Al igual que los pájaros yo rehuía de la gente en general, y de los vecinos, y de los niños del colegio, de los maestros y de los carteros en particular. De todas las miradas que juzgaban con condescendencia a la niña cabeza de chorlito habitante del tejado. De todos rehuía menos de los pájaros y de mi madre.

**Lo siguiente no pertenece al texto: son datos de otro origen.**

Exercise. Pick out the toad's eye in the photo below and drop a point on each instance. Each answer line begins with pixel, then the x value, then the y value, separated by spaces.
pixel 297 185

-Saluda a la Señá Rosita hija no seas tímida. -Niña deja los pájaros y baja a jugar con los otros niños. Me reprendía amorosamente hasta que se dio por vencida y asumió que su pajarita no estaba hecha para andar a ras del suelo.

Ante la negativa a mis suplicas de comprarme unas portentosas alas emplumadas a todo lujo de detalle, expuestas en el escaparate de una tienda de disfraces y fantasía de renombre, yo misma me fabriqué unas calcadas de un viejo libro con un paraguas destartalado, el palo de una escoba calva y las plumas que atesoraba en una saca de azúcar, que, con la excitación de quien encuentra monedas de oro en un patatal, recolectaba del suelo. Así jugaba yo inmersa en mis ensoñaciones, simulándome en el punto álgido de la coreografía levantar el vuelo, queriendo alcanzar con mi danza la estela que mi padre dejó en su partida. ¡Soy un pájaro!! ¡¡Puedo volaaaar!! ¡¡Izo mis alas y levanto el vuelo!! ¡¡que suene la música !! ¡VOLARE OH OOH!! ¡¡no toco el suelo!!! La felicidad se abría paso a sólo un paso de la cornisa. Un día daré el salto. Seré libre. El día en el que el cielo esté preparado para mis alas.